In normal conditions, the activity of diamine oxidase in plasma was very low, but increased significantly after intravenous injection of heparin. There are heparin cell surface receptors on the basolateral side of the cells, which have a high affinity for heparin, and heparin can release diamine oxidase from endothelial cells of small intestinal microvessels. Diamine oxidase in the blood is rapidly ingested and cleared by the liver through the portal vein and excreted through urine and bile in an inactive form. When liver function is damaged, the uptake and clearance of diamine oxidase is reduced, which affects the accuracy of diamine oxidase value, and can lead to the increase of serum diamine oxidase. The liver function of the subjects was measured, and the activity of diamine oxidase increased progressively from the duodenal ileum.
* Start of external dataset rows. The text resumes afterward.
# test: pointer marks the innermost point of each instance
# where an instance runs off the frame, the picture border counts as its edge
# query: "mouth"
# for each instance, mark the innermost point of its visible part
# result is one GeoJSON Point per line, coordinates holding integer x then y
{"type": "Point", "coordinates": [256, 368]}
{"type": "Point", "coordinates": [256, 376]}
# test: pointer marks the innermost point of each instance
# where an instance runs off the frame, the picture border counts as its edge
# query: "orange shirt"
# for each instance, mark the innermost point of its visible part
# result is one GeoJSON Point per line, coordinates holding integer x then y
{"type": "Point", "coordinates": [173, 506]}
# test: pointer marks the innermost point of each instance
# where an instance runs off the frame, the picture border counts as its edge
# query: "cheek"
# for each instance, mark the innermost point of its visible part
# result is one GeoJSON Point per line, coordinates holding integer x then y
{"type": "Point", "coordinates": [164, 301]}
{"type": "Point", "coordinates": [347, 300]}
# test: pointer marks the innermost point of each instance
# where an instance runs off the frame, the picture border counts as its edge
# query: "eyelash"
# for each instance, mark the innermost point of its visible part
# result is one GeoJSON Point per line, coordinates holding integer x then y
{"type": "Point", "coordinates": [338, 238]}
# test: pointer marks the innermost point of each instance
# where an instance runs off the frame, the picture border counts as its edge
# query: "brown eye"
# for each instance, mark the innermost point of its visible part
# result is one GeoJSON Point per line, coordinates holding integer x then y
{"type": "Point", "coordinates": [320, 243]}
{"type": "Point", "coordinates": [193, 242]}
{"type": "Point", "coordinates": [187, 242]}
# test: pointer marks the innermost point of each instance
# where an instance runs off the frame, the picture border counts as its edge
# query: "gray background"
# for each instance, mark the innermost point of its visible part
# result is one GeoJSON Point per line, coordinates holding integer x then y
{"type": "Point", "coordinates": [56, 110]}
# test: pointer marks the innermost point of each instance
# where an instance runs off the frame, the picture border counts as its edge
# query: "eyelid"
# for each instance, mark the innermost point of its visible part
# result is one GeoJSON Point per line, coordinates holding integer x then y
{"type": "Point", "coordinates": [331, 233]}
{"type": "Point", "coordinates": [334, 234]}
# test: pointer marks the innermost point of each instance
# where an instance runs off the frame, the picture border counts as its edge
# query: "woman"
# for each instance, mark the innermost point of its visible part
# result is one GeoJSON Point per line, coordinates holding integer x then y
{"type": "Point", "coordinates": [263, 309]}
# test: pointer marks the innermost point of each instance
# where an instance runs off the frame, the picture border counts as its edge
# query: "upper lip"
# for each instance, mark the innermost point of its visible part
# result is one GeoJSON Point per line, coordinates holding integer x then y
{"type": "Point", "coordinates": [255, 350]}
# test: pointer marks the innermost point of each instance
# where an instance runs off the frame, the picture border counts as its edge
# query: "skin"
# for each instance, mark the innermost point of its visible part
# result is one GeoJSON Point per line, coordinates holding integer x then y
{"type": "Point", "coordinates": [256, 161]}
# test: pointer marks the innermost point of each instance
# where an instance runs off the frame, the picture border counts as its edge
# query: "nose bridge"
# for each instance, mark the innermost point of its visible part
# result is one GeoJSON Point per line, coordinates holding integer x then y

The value of diamine oxidase after heparin showed a correlation in small intestinal injury, acute gastroenteritis, radiation enteritis, intestinal mucosal atrophy and small intestinal ischemia.

Intestinal mucosal diseases often lead to a decrease in diamine oxidase content. The main mechanism causing the decrease of diamine oxidase is small intestinal mucosal lesion, which reduces the number of small intestinal cells, hinders the synthesis of diamine oxidase, promotes the degradation of diamine oxidase, and reduces the transport of diamine oxidase to endothelial cells and storage in endothelial cells. Therefore, the activity of diamine oxidase in tissue or serum can be used as a useful marker for the determination of small intestinal diseases.


  1. Mcgrath A.P. et al. Structure and Inhibition of Human Diamine Oxidase. BIOCHEMISTRY, 2009, 48(41):9810-9822.